National Academies Press: OpenBook

Resources for Teaching Elementary School Science (1996)

Chapter: Part 3 Overview

« Previous: Part 3. Teacher's References
Suggested Citation:"Part 3 Overview." National Academy of Sciences. 1996. Resources for Teaching Elementary School Science. Washington, DC: The National Academies Press. doi: 10.17226/4966.


Part 3, ''Teacher's References," consists of annotated lists of reference books and periodicals to which the elementary classroom teacher can turn for assistance in teaching hands-on, inquiry-centered science. The lists are as follows: "Books on Teaching Science," chapter 6; "Science Book Lists and Resource Guides," chapter 7; and "Periodicals," chapter 8.

Chapter 6, "Books on Teaching Science," includes more than 50 titles that offer guidance in learning theory and pedagogical techniques. The reference materials listed in this chapter vary from 30-page monographs to 700-page volumes.
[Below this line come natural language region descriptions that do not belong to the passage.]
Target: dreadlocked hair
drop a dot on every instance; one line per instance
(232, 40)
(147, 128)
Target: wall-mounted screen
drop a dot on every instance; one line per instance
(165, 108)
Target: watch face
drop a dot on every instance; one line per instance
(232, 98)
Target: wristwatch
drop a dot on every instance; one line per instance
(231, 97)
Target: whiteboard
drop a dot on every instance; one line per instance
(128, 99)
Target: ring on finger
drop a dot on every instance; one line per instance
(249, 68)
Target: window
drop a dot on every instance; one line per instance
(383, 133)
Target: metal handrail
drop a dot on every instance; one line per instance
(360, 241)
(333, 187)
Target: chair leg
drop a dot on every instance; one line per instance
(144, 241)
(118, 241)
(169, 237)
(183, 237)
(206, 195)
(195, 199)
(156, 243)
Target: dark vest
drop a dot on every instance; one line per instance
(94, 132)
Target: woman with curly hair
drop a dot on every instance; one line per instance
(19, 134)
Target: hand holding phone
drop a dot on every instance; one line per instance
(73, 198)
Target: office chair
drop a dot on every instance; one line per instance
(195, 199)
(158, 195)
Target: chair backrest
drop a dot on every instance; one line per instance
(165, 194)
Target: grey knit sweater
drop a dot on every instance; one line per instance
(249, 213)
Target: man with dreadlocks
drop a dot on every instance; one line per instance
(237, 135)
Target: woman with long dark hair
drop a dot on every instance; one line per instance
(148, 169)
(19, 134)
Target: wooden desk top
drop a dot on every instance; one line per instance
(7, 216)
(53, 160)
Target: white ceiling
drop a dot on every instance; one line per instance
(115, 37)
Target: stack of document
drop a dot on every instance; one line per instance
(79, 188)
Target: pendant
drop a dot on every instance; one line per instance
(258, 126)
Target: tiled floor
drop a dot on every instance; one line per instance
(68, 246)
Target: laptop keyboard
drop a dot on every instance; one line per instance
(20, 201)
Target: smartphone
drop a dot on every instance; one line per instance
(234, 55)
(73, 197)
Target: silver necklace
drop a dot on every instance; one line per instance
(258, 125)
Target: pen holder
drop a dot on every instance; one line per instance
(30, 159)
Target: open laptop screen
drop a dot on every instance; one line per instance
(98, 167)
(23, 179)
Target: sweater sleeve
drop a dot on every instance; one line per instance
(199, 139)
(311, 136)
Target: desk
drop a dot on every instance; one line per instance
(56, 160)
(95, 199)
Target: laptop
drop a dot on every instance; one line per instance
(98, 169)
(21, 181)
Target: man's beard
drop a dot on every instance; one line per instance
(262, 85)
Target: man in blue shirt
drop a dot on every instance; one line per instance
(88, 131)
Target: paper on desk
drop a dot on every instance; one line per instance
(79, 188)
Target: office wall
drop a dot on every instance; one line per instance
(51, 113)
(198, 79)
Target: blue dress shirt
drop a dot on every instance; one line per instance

The topics covered include, for example:

  • the theory and practice of activity-based, inquiry-centered science learning and teaching;

  • classroom-tested ideas for planning, organizing, managing, and assessing an integrated guided-discovery program for science classes;

  • current issues surrounding the assessment component of science teaching;

  • indoor and outdoor activities that encourage the practice of basic science skills such as measuring, observing, and collecting and analyzing data;

  • activities that involve an interdisciplinary approach to science teaching and learning;

  • information on keeping small animals in the classroom; and

  • challenges such as the special learning needs of high-ability learners or the needs of students with disabilities in the science classroom.
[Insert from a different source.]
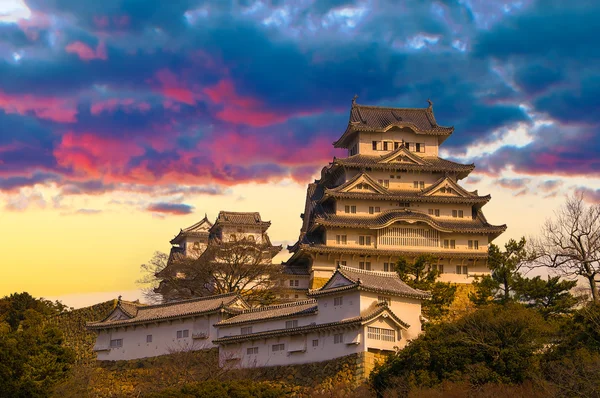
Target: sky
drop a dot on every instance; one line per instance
(122, 121)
Chapter 7, "Science Book Lists and Resource Guides," focuses on about 25 authoritative directories and guides. These reference works provide teachers with reviews and recommendations of books and materials, as well as information on how to select and obtain them. Among the annotated directories in the chapter are—

Suggested Citation:"Part 3 Overview." National Academy of Sciences. 1996. Resources for Teaching Elementary School Science. Washington, DC: The National Academies Press. doi: 10.17226/4966.
  • bibliographies and reviews of publications and films for students, including lists of trade books highly recommended to satisfy the interests and academic needs of students in science and mathematics;

  • guides to science equipment and material resources;

  • guides to resources in electronic formats, including a comprehensive directory of computer software for preschool through college; and

  • directories of key personnel at organizations such as educational research centers and state and federal agencies of interest to those in elementary school science.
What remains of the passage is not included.